The aforementioned findings emphasize the possibility of synergistic interactions between ionizing and non-ionizing radiation amplifying DNA damage and, thus, carcinogenic potential. Beyond cancer, ionizing radiation has been linked to a variety of non-cancer health concerns, particularly when exposure is moderate to high or affects sensitive tissues. Radiation-induced cataracts are a well-documented deterministic consequence, with even modest doses (0.5 Gy) causing opacities in the eye's lens[30]. Cardiovascular effects have also gained significant attention in recent years; studies have shown that radiation doses exceeding 0.5–1.0 Gy to the heart or major arteries are associated with increased risk of ischemic heart disease and stroke [31,32]. Chronic exposure has also been implicated in promoting atherosclerosis and microvascular damage, possibly through persistent inflammation and endothelial dysfunction [33]. Additionally, high-dose radiation to the brain, especially in children, has been linked to neurocognitive impairments and neuroendocrine dysfunctions [34,35].

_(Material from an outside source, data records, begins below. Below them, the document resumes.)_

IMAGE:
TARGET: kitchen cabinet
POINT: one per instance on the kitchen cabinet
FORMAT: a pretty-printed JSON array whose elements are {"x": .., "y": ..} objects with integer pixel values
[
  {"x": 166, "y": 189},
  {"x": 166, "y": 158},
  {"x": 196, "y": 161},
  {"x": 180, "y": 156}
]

The use of cytogenetic assays, such as the dicentric chromosome assay, remains a gold standard for estimating absorbed radiation doses and offers insight into potential long-term health effects, including cancer risk [36,37]. The findings of this study reinforce the need to consider combined exposures in radiation protection frameworks, particularly in clinical, occupational, or environmental settings where individuals may be exposed to both ionizing and non-ionizing radiation sources. In addition to increased dicentric chromosome formation, our study revealed a notable presence of acentric fragments in peripheral blood lymphocytes following co-exposure to 1 Gy gamma rays and 100 J/m² UVB. The simultaneous elevation of both aberration types suggests distinct yet complementary damage pathways activated by the combined exposure. The mechanistic differences between dicentrics and fragments become especially relevant in the context of combined gamma rays and UVB exposure [37-39]. Gamma rays induce DSBs via direct ionization and, indirectly, through ROS production, affecting both nuclear and mitochondrial DNA. UVB, although being a non-ionizing radiation, causes bulky DNA lesions such as cyclobCPDs and 6-4 photoproducts, which primarily stall DNA replication forks and activate the NER pathway [40,41]. When combined, UVB may inhibit accurate DSB repair by either saturating repair machinery or interfering with signaling cascades such as ATM/ATR and p53. This replication stress can convert UVB-induced lesions into DSBs during the S-phase, further compounding the damage initiated by gamma rays. The net result is both increased misrejoining (yielding dicentrics) and accumulated unrepaired breaks (leading to fragments) [42]. Biologically, the presence of both dicentrics and fragments indicates not only enhanced chromosomal instability but also increased cell heterogeneity, which is a known cause of clonal evolution and cancer[43]. While dicentrics are unstable and often removed during cell division, acentric fragments can persist longer and may be incorporated into micronuclei, contributing to chromothripsis-like events and long-term genomic instability [7,44,45].

5. Conclusions

Exposing PBMCs to both gamma rays and UVB radiation causes a synergistic increase in DNA damage, as shown by increased dicentric formation and γH2AX signaling. To forecast dicentric yields, an enhanced linear-quadratic model was devised, which included interaction terms that were dependent on dosage time and radiation sequence. The model correctly captured observed patterns across several donors and sample types, demonstrating its usefulness in mixed-radiation biodosimetry. These findings emphasize the significance of exposure context and encourage the use of synergy-based modeling in future radiation risk evaluations.